Magog: une entreprise de Monaco s’installe à la sortie 115

Par Dany Jacques
Magog: une entreprise de Monaco s’installe à la sortie 115
L’Auberge du Mont-Orford,a notamment été achetée au coût de 1,1 million de dollars. (Photo : Le Reflet du Lac - Pierre-Olivier Girard)

IMMOBILIER. Une entreprise de Monaco vient d’acquérir 180 acres de terrain et une auberge à deux pas de la sortie 115 de l’autoroute 10, à Magog.

Il s’agit de la Société civile immobilière CR1 qui est le nouveau propriétaire de l’Auberge du Mont-Orford, achetée au coût de 1,1 million de dollars. Le vendeur est l’entreprise 4481879 Canada Inc, représentée par Jean-François Bélanger lors de la transaction.

On ne connaît pas l’avenir de cet établissement hôtelier pour l’instant. Il est fermé depuis le 1er mai. Sur son site web, on y remercie les clients pour toutes les belles années.

Claudio Roddaro dirige la compagnie monégasque, qui a aussi acheté un terrain d’environ 80 acres derrière l’établissement hôtelier situé presque en face de la halte routière.
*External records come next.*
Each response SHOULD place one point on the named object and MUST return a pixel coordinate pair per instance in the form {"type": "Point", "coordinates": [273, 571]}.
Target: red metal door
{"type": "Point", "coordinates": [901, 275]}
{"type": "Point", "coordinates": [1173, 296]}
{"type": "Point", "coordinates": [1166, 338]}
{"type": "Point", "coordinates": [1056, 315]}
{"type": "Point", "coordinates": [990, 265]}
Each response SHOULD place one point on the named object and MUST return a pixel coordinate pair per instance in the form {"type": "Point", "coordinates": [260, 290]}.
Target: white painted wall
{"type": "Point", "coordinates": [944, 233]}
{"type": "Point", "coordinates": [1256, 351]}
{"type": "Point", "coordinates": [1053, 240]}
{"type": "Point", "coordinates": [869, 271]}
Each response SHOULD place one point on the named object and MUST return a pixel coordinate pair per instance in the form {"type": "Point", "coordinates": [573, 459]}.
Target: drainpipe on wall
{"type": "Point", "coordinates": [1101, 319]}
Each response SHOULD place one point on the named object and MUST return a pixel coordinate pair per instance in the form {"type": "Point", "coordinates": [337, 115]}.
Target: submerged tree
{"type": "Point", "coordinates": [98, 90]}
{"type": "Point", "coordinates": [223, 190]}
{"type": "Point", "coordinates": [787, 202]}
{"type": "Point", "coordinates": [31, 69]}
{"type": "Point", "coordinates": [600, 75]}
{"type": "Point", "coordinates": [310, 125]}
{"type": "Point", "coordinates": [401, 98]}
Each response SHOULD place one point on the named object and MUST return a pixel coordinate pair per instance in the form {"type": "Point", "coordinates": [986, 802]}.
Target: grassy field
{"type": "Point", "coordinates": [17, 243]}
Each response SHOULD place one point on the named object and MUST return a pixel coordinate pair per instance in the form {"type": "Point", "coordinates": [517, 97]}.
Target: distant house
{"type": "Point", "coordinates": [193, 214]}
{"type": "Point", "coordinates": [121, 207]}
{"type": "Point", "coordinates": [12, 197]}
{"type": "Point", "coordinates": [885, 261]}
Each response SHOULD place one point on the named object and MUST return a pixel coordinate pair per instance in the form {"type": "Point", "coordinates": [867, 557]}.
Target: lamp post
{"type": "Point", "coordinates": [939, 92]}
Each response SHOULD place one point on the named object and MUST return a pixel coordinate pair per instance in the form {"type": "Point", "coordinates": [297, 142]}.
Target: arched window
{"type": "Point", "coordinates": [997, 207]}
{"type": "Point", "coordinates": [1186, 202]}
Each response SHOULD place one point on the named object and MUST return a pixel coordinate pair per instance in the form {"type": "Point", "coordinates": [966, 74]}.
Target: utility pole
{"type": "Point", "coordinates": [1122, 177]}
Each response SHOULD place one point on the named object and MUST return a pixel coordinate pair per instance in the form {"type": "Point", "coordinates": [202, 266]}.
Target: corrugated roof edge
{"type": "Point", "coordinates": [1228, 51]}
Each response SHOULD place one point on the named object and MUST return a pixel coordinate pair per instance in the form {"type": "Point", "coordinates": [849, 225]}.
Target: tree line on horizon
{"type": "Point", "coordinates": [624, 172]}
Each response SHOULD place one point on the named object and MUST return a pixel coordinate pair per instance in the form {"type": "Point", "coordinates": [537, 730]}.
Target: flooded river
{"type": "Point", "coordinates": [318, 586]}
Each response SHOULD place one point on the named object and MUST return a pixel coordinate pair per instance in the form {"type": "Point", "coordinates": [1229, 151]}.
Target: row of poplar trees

Cette transaction s’élève à 450 000 $.

La Société civile immobilière CR1 devient également propriétaire d’un autre terrain situé sur la route 141 (chemin du Mont-Orford). Cette propriété d’environ 100 acres touchant les limites du parc national du Mont-Orford a été vendue au prix de 1,5 million de dollars.

Sans compter l’Auberge du Mont-Orford, les deux terrains appartenaient à Intermont, une compagnie ayant notamment à sa tête l’homme d’affaires André L’Espérance et l’ancien ministre libéral, Paul Gobeil. Intermont est une entreprise ayant déjà exploité le ski et le golf du Mont-Orford par le passé.

Ce sont ces deux terrains encadrés sur cette carte, en plus de l’Auberge du Mont-Orford, qui passent entre les mains d’une entreprise de Monaco.

D’autres millions à investir?

Le député d’Orford, Gilles Bélanger, s’emballe en parlant de ces terrains situés en périphérie du parc du Mont-Orford. En avril dernier, il voulait faciliter la transformation de cette zone en un complexe de villégiature d’envergure internationale.

Il disait être en contact avec d’autres Européens prêts à investir entre 200 et 250 millions de dollars sur une période de dix ans, mais sans faire naître un village à la Tremblant.

Il y a quelques jours, M. Bélanger poursuivait dans la même veine afin de créer l’étincelle servant à attirer une clientèle internationale avec un centre de villégiature misant sur le développement durable. Selon lui, la possibilité de relier cette zone au domaine skiable, via une remontée mécanique légère, pourrait être au cœur du développement.

«Je ne peux évidemment injecter moi-même de l’argent, mais je connais des hommes d’affaires du Québec et de l’Europe qui croient au potentiel de ce secteur, assure-t-il sans vouloir les identifier. Je ne peux dicter ma façon de faire, mais je peux partager ma vision pour que les retombées rejaillissent sur toute la région.»

Bélanger s’engage aussi à rendre la montagne de plus en plus accessible.